Young Danny had an abscessed ear, and to ease the pain a doctor in St. Joseph, Missouri gave him morphine. Danny had been an insecure, troubled child longer than he could remember, both his mother & father died before he was five. At 16, Danny knew nothing about psychology, but he knew that the "shot" gave him a lift. From a peddler he got morphine regularly for six months: then he lost his contact and could get no more. He became weak, nauseated, sweaty, shaky and depressed. Danny was sent to a state hospital.
"No Such Thing as a Cure." Danny learned a lot in the hospital. Veteran gowsters taught him how to get a ration of white stuff. When he got out, Danny did not go home. He bummed around the country, doing odd jobs, lying, stealing, forging prescriptions - anything for a bang. Time & again he was picked up and convicted, usually to serve his sentence in the U.S. Public Health Service's hospital for narcotics addicts at Lexington, Ky. "They can withdraw you" says Danny, "but there is no such thing as a cure. You just have to stay away from the stuff."

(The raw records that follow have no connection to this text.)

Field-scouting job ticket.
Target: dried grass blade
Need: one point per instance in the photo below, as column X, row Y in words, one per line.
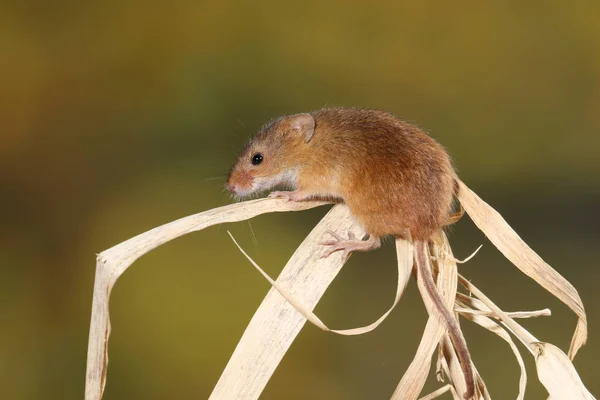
column 523, row 257
column 437, row 393
column 492, row 326
column 276, row 323
column 113, row 262
column 557, row 374
column 414, row 378
column 404, row 254
column 524, row 336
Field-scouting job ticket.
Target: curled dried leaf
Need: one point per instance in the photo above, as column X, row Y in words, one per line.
column 523, row 257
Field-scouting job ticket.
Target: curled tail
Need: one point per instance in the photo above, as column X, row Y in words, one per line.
column 464, row 358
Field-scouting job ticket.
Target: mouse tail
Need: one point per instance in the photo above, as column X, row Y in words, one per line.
column 426, row 276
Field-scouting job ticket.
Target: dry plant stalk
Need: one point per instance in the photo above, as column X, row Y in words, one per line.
column 300, row 285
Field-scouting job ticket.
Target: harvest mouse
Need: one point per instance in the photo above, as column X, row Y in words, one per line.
column 395, row 179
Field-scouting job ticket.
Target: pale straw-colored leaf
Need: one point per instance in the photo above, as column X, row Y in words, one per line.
column 476, row 306
column 404, row 254
column 557, row 374
column 555, row 369
column 414, row 378
column 437, row 393
column 492, row 326
column 276, row 322
column 113, row 262
column 521, row 333
column 523, row 257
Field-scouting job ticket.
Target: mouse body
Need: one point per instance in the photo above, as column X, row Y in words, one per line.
column 394, row 178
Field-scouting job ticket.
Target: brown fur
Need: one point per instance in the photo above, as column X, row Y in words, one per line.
column 392, row 175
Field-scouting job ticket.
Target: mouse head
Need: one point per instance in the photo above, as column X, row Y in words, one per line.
column 272, row 157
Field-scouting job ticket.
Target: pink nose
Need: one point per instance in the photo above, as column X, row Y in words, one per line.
column 230, row 187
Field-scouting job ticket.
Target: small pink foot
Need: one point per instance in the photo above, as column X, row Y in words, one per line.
column 296, row 195
column 347, row 246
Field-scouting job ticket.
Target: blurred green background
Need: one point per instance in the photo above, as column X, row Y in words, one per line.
column 120, row 116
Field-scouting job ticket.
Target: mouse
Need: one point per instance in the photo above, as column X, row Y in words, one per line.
column 395, row 179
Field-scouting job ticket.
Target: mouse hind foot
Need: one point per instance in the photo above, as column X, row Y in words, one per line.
column 350, row 245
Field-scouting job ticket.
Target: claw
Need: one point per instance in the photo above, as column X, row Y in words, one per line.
column 347, row 246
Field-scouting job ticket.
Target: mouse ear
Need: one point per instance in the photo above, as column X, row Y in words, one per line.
column 303, row 123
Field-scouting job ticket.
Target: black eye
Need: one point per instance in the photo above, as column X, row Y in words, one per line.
column 257, row 159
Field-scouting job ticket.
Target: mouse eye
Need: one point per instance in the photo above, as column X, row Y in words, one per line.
column 257, row 159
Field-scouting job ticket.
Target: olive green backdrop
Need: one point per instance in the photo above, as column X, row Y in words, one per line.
column 120, row 116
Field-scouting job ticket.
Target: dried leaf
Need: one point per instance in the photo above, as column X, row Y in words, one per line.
column 414, row 378
column 438, row 393
column 492, row 326
column 557, row 374
column 404, row 253
column 523, row 257
column 113, row 262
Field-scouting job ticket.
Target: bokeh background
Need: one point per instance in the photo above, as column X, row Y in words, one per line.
column 119, row 116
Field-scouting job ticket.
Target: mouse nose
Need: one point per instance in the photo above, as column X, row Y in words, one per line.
column 230, row 187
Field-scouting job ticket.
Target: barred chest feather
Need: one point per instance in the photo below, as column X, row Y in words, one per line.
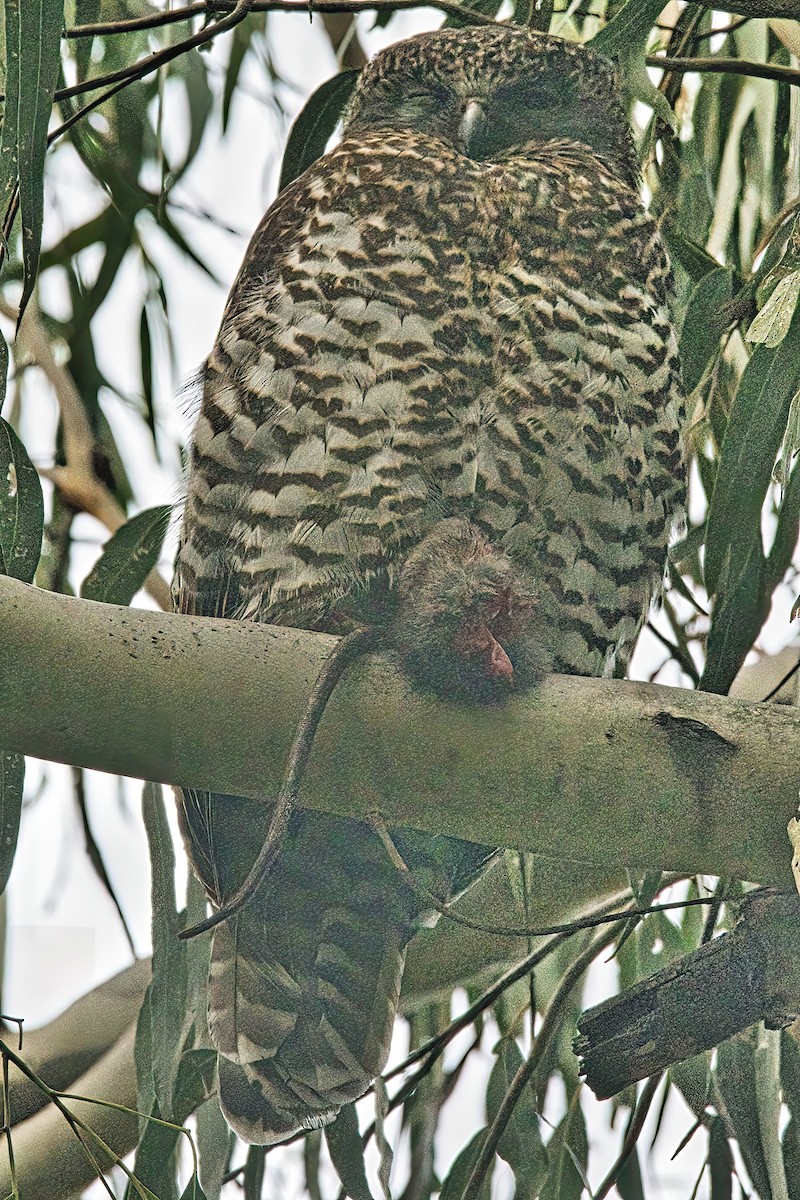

Between terms, when Danny seemed to be away from the habit, he got married. Before the baby was a year old, Danny was shot up again. When his wife left him he tried to commit suicide. And so back to Lexington.
Eleven out of 80. Last week, Danny stood up in a Y.M.C.A. auditorium in Manhattan and told what had happened to him during his last stint at Lexington, and how this might help other victims. Danny had started listening to members of Alcoholics Anonymous. "It seemed religious," he says, "and like most addicts I didn't care anything about God. It might work for those drunks but not for us. But after a while I began to feel that this group had the answer." Danny studied the A.A. code, saw how it could be applied to discharged dope victims, and founded Narcotics Anonymous.
Now, on the first anniversary of Narcotics Anonymous, Danny could report on about 80 addicts who had tried mutual-aid, group therapy. Six had stayed drug-free for a year of more, five more have been free for a shorter time. Ten are known to have slipped back into the habit; so, probably, have most of the 60 who cannot be traced.
Numerically, it was a small beginning. But the group in Manhattan (and others being formed in Chicago, Los Angeles and Vancouver) offered new hope to men who had suffered the agonies of withdrawal at Lexington or at the similar P.H.S. hospital at Fort Worth, only to fall into the habit again.* Says Danny, whose downfall began with an earache 25 years ago: "I've been a burden to the Government most of my life. Now I can repay my debt."